L’érésipele externe affecte communément la peau, la membrane adipeuse, & quelquefois, mais rarement, la membrane des muscles.

Lorsqu’elle est interne, elle peut avoir son siége dans tous les visceres, & vraissemblablement dans leur tissu cellulaire sur-tout ; mais alors il est rare qu’on la considere autrement que comme une inflammation en général.
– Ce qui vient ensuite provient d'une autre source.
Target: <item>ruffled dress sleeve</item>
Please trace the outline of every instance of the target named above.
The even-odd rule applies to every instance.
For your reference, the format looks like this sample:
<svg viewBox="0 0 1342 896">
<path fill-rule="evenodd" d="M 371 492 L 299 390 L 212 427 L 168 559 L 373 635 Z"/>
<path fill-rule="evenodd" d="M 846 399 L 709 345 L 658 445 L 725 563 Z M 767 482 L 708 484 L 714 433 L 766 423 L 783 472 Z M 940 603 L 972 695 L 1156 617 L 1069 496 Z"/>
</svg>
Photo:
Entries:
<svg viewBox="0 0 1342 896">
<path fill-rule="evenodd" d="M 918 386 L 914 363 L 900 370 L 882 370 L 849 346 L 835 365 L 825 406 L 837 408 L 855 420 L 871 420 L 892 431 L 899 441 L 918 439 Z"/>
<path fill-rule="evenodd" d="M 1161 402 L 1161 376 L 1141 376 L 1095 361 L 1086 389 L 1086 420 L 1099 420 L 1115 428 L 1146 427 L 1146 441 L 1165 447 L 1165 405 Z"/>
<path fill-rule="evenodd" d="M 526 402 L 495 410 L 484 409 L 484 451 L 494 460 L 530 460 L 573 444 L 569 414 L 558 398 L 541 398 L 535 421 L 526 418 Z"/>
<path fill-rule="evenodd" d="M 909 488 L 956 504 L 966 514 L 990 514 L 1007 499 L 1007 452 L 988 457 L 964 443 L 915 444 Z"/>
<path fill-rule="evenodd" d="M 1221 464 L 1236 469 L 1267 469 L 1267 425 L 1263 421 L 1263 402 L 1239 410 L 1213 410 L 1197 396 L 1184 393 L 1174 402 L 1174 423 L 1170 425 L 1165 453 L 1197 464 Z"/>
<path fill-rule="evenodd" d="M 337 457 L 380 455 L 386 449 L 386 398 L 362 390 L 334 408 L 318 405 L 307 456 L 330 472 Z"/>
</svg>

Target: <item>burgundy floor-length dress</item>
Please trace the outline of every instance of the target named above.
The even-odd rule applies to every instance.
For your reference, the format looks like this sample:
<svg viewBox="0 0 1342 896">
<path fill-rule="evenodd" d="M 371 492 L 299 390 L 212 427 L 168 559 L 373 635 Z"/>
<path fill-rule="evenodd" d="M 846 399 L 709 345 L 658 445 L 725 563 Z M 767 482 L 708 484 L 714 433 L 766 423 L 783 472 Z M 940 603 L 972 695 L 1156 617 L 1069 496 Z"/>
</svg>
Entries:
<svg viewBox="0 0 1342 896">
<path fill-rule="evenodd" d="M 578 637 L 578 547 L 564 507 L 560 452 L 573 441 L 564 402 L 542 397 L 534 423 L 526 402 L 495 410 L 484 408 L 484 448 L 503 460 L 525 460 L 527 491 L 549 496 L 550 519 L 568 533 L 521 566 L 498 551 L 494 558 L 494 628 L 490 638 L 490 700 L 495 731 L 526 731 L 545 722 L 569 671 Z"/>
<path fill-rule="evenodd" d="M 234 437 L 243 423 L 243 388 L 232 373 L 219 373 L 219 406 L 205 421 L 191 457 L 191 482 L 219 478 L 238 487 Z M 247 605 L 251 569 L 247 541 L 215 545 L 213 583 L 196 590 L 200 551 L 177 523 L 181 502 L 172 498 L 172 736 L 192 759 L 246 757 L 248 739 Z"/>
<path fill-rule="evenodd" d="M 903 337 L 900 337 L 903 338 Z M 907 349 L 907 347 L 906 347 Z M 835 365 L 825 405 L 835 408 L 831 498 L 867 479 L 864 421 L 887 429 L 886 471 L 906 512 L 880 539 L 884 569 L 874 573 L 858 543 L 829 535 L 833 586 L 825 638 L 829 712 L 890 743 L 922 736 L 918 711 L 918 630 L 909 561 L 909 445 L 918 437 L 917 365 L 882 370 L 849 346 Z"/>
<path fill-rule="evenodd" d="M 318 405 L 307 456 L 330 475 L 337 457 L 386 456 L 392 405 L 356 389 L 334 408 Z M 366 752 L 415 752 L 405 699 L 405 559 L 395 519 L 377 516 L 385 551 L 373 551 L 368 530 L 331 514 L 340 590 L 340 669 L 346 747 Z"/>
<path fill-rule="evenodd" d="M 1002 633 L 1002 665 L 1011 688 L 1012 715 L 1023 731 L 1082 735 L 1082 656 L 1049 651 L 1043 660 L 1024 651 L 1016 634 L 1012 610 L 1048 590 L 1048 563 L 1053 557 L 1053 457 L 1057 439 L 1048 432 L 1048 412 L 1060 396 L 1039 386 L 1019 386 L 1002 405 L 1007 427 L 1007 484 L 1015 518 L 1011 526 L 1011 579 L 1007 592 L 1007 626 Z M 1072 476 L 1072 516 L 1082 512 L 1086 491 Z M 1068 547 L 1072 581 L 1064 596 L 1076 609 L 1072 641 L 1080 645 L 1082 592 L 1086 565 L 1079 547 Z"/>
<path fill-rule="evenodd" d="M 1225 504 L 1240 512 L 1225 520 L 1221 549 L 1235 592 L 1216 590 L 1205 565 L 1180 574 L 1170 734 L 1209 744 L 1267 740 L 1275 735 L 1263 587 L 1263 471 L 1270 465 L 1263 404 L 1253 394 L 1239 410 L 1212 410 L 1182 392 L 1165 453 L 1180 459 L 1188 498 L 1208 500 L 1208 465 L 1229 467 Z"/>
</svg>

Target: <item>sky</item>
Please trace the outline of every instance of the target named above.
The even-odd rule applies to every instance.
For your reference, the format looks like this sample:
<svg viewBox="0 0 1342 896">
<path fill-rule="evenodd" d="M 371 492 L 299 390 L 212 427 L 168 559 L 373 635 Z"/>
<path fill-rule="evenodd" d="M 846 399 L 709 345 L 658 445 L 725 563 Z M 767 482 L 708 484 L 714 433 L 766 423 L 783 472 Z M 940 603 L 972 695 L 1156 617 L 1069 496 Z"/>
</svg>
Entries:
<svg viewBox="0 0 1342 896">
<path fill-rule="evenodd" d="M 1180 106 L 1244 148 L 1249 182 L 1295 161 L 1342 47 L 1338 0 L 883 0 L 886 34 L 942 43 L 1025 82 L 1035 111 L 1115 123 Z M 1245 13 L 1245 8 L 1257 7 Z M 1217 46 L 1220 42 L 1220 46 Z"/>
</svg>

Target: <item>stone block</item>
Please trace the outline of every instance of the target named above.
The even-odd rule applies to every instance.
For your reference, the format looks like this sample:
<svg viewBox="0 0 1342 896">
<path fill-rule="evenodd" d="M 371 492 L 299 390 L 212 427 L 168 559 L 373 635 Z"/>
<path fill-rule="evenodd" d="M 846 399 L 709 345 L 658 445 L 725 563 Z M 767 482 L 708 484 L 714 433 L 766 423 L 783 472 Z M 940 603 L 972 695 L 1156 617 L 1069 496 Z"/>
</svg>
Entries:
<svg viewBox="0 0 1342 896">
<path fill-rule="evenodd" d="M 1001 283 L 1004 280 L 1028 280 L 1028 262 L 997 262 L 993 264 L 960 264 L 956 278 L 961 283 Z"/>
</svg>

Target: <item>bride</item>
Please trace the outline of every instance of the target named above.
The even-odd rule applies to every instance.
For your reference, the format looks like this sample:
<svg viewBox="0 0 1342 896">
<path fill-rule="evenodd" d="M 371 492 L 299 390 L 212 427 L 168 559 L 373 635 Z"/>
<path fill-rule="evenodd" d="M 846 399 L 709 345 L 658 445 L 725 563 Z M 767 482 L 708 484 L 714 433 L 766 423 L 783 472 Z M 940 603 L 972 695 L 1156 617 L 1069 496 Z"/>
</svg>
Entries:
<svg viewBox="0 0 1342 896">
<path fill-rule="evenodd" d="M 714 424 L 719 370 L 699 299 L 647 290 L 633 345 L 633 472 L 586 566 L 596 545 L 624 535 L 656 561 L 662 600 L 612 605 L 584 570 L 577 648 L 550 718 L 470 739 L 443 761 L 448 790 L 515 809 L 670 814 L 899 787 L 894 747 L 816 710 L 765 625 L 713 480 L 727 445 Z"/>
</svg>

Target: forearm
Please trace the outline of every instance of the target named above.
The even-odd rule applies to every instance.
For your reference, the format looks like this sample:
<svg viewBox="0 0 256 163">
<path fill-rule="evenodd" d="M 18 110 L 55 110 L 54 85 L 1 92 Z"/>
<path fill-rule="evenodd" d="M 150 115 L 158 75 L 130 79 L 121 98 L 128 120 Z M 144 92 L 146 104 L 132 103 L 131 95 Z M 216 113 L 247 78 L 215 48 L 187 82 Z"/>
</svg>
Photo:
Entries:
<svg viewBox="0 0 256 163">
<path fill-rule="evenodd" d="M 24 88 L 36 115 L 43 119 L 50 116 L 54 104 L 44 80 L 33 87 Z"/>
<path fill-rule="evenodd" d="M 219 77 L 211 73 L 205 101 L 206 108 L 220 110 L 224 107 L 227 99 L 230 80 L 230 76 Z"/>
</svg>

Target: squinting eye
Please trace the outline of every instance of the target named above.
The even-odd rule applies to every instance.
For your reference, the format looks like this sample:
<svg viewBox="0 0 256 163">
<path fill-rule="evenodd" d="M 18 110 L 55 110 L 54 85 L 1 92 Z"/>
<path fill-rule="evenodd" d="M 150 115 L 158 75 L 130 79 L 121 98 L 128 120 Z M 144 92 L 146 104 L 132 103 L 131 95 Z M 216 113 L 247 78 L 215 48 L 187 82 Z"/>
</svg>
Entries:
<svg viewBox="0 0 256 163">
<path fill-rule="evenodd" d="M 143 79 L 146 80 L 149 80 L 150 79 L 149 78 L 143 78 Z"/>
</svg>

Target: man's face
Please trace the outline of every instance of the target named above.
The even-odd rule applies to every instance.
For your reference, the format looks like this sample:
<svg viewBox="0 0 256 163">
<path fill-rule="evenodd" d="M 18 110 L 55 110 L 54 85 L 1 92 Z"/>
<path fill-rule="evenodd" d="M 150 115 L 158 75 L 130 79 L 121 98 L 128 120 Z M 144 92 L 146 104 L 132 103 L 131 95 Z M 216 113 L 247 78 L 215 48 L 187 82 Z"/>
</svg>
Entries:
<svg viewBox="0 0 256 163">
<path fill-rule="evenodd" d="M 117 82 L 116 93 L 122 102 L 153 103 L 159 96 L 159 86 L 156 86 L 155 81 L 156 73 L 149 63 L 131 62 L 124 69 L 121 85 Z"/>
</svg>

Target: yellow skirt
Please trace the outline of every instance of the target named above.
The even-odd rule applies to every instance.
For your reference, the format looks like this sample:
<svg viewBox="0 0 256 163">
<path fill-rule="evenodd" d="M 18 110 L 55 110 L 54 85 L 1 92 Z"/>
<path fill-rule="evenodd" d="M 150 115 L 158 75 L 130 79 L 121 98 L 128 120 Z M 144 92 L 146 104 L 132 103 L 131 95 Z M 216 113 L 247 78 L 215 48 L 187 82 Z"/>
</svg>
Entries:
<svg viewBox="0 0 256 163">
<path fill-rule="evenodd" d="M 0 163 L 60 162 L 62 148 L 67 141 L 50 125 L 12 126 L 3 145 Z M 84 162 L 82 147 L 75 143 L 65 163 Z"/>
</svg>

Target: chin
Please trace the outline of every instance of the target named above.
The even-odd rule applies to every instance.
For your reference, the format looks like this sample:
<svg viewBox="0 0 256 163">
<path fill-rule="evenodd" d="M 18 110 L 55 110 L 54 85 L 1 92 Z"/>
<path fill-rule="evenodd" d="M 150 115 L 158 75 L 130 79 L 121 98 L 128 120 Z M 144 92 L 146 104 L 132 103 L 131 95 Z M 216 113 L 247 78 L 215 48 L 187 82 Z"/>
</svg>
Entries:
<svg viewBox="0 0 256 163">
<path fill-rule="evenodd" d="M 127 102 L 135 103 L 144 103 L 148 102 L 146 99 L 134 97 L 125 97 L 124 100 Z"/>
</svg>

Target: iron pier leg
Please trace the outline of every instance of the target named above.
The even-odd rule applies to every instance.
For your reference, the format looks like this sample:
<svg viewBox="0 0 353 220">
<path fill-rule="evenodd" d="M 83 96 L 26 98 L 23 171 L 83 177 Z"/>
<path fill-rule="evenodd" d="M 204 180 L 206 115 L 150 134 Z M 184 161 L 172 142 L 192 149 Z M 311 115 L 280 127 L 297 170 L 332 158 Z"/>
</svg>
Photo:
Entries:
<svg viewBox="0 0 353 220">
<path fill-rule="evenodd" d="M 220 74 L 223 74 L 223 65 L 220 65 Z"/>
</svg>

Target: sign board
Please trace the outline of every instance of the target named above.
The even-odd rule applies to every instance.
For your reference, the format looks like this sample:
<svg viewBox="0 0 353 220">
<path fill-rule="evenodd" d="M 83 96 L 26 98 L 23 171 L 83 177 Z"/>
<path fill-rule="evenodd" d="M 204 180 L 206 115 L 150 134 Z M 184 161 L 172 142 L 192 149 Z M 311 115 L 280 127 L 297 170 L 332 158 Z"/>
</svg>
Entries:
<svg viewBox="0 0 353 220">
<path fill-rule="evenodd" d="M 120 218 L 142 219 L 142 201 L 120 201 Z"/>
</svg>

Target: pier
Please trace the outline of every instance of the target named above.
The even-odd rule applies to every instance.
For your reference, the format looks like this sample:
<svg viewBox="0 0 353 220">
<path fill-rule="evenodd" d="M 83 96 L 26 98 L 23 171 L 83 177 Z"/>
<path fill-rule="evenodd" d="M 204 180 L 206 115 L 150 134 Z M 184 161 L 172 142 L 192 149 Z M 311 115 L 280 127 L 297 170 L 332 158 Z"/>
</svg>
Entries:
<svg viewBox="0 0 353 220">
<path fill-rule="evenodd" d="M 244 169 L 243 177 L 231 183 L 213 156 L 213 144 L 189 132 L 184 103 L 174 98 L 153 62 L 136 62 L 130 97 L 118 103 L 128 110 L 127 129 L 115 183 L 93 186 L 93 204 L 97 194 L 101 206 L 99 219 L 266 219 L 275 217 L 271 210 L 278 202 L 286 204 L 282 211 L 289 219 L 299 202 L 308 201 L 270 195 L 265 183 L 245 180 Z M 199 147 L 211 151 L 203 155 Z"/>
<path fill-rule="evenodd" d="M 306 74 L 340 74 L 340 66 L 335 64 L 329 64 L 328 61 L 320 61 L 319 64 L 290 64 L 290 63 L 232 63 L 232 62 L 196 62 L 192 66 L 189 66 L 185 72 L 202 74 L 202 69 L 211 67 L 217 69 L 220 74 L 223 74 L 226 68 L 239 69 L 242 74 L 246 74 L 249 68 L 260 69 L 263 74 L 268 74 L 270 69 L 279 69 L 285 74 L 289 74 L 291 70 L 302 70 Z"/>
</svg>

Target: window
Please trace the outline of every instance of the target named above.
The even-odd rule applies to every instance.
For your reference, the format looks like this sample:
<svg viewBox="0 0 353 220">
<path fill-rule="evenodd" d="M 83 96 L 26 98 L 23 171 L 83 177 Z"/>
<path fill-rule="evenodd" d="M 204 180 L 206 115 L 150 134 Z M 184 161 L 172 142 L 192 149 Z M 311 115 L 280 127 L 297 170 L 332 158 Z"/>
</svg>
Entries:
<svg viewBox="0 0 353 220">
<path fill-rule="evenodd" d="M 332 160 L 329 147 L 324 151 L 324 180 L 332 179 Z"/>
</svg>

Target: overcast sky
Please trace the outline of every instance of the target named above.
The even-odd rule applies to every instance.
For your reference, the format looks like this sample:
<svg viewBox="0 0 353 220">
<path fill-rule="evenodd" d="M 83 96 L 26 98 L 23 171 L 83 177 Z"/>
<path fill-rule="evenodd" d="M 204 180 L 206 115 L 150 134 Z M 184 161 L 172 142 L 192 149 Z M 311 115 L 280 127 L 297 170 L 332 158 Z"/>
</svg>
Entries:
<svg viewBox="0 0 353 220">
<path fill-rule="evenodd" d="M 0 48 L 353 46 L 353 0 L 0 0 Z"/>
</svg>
Le sang qui forme l’érésipele est moins épais, moins dense que celui qui forme le phlegmon (voyez Phlegmon) ; mais il est d’une nature plus acre & plus susceptible à s’échauffer : ces qualités du sang étant posées, si son cours vient à être retardé tout-à-coup dans les extrémités artérielles, & qu’il en passe quelques globules dans les vaisseaux lymphatiques, qui naissent des arteres engorgées, l’action du cœur & de tout le système des vaisseaux restant la même, ou devenant plus forte, toutes ces conditions étant réunies, la cause continente de l’érésipele se trouve établie avec le concours de toutes les autres circonstances qui constituent l’inflammation en général. Voyez Inflammation.

Les causes éloignées de l’èrésipele sont très-nombreuses ; elle est souvent l’effet de différentes évacuations supprimées, comme des menstrues, des lochies arrêtées, d’une rétention d’urine, mais plus communément du défaut de respiration insensible, occasionnée par le froid ; elle est quelquefois produite par l’ardeur du soleil à laquelle on reste trop long-tems exposé ; par l’application de quelques topiques acres, de quelque emplâtre qui bouche les pores d’une partie de la peau, des répercussifs employés mal à propos : le mauvais régime, l’usage des alimens acres, des liqueurs fortes, les mauvaises digestions, sur-tout celles qui fournissent au sang des sucs alkalins, rances, le trop grand exercice, les veilles immoderées, les peines d’esprit, contribuent aussi à faire naître des tumeurs érésipélateuses, qui peuvent être encore des symptomes de plaies & d’ulceres, dans les cas où il y a disposition dans la masse des humeurs : cette disposition qui consiste en ce qu’elles soient acrimonieuses, & qui dépend souvent d’un tempérament bilieux, a aussi beaucoup de part à rendre efficaces toutes les causes éloignées tant internes qu’externes qui viennent d’être mentionnées.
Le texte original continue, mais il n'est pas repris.